Tuesday, May 22, 2012

Families: The Challenge To Do It Right

Happy families are all alike; every unhappy family is unhappy in its own way.This is how Leo Tolstoy began his major novel, Anna Karenina. It's easy to find people bewailing the state of the modern family. We look around and everywhere we look, we see unhappy families with their own disaster areas. Some of them look OK on the surface but have rot underneath; some flaunt their messy drama in public.
But this is nothing new. Some years ago I was putting together a Father's Day lesson for an adult class. As I looked for Biblical examples of fathers, I was surprised to realize that practically every family we see described in the Old Testament was flawed, some massively so. Even giants of the faith had messy families. God asks a whole lot of us!
He gives us an assignment that is basically impossible for us in our own strength. Even Abraham and Sarah made a lapse in faith of which the fallout is still with us, when they tried to "help" fulfill the prophecy of an heir. David, the "man after God's own heart" had sons who were literally mortal enemies, one of which rebelled agains his father. Solomon, the wisest man in the world, turned his back on the true God and produced a son who was world-class historically stupid, and lost the larger part of his father's kingdom.

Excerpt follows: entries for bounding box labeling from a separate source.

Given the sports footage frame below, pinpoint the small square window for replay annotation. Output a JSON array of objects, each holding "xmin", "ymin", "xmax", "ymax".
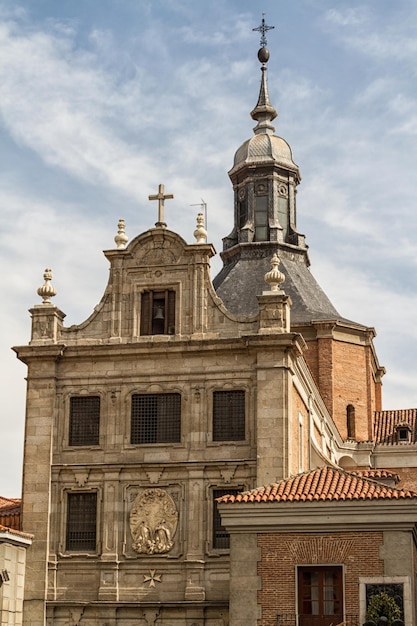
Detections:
[
  {"xmin": 140, "ymin": 289, "xmax": 175, "ymax": 335},
  {"xmin": 130, "ymin": 393, "xmax": 181, "ymax": 444},
  {"xmin": 65, "ymin": 491, "xmax": 97, "ymax": 552},
  {"xmin": 68, "ymin": 396, "xmax": 100, "ymax": 446},
  {"xmin": 213, "ymin": 390, "xmax": 245, "ymax": 441}
]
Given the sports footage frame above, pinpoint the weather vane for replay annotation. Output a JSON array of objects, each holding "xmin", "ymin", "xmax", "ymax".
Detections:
[{"xmin": 252, "ymin": 13, "xmax": 275, "ymax": 48}]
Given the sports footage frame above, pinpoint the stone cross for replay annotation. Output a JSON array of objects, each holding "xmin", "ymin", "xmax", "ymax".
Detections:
[
  {"xmin": 252, "ymin": 13, "xmax": 275, "ymax": 48},
  {"xmin": 148, "ymin": 185, "xmax": 174, "ymax": 228}
]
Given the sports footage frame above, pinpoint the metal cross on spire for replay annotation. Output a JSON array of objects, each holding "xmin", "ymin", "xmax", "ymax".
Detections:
[
  {"xmin": 252, "ymin": 13, "xmax": 275, "ymax": 48},
  {"xmin": 148, "ymin": 185, "xmax": 174, "ymax": 228}
]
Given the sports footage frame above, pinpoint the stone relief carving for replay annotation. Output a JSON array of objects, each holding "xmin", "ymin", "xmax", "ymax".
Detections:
[{"xmin": 130, "ymin": 489, "xmax": 178, "ymax": 554}]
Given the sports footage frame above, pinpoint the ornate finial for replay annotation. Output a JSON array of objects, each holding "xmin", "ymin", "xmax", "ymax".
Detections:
[
  {"xmin": 194, "ymin": 213, "xmax": 207, "ymax": 243},
  {"xmin": 265, "ymin": 252, "xmax": 285, "ymax": 292},
  {"xmin": 252, "ymin": 13, "xmax": 275, "ymax": 48},
  {"xmin": 114, "ymin": 218, "xmax": 129, "ymax": 250},
  {"xmin": 38, "ymin": 268, "xmax": 56, "ymax": 304},
  {"xmin": 251, "ymin": 13, "xmax": 278, "ymax": 135},
  {"xmin": 148, "ymin": 185, "xmax": 174, "ymax": 228}
]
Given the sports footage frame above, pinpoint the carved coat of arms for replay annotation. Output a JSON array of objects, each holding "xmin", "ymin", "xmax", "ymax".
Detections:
[{"xmin": 130, "ymin": 489, "xmax": 178, "ymax": 554}]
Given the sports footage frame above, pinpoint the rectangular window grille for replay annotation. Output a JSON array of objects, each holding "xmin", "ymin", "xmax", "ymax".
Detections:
[
  {"xmin": 140, "ymin": 289, "xmax": 175, "ymax": 335},
  {"xmin": 213, "ymin": 390, "xmax": 245, "ymax": 441},
  {"xmin": 255, "ymin": 196, "xmax": 269, "ymax": 241},
  {"xmin": 66, "ymin": 491, "xmax": 97, "ymax": 552},
  {"xmin": 130, "ymin": 393, "xmax": 181, "ymax": 444},
  {"xmin": 69, "ymin": 396, "xmax": 100, "ymax": 446},
  {"xmin": 298, "ymin": 566, "xmax": 343, "ymax": 626},
  {"xmin": 213, "ymin": 489, "xmax": 241, "ymax": 550}
]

Poet Robert Frost defined "home" as "the place where, when you have to go there, they have to take you in." The question is: when they open the door, are they smiling? And is it a genuine smile? I grew up with relatives showing up at the front door, often without warning, assuming they would be welcome--and they were. Family vacations were usually built around driving distances between relatives. I'm not quite sure how best to define "happy family", but I think it's one of those things that you recognize when you see it. My own family was not perfect, but good enough that my brothers and I stayed out of major trouble and in touch, and in turn raised kids who are friends as well as cousins. At a major family reunion several years ago, some of the more distant cousins found it odd that my grandfather's descendants were almost all still active in churches. I suspect that that is a key reason that we are happy as families and an extended family. One incredible blessing I am looking forward to this summer is a trip to Finland with my son and the Lambert family (who are cousins of mine), to touch base with the original homes of my mom's parents and Mark's grandparents, who came from the same part of Finland. I am looking forward to this experience with folks with whom I not only share an ancestral culture and family, but a family heritage of faith.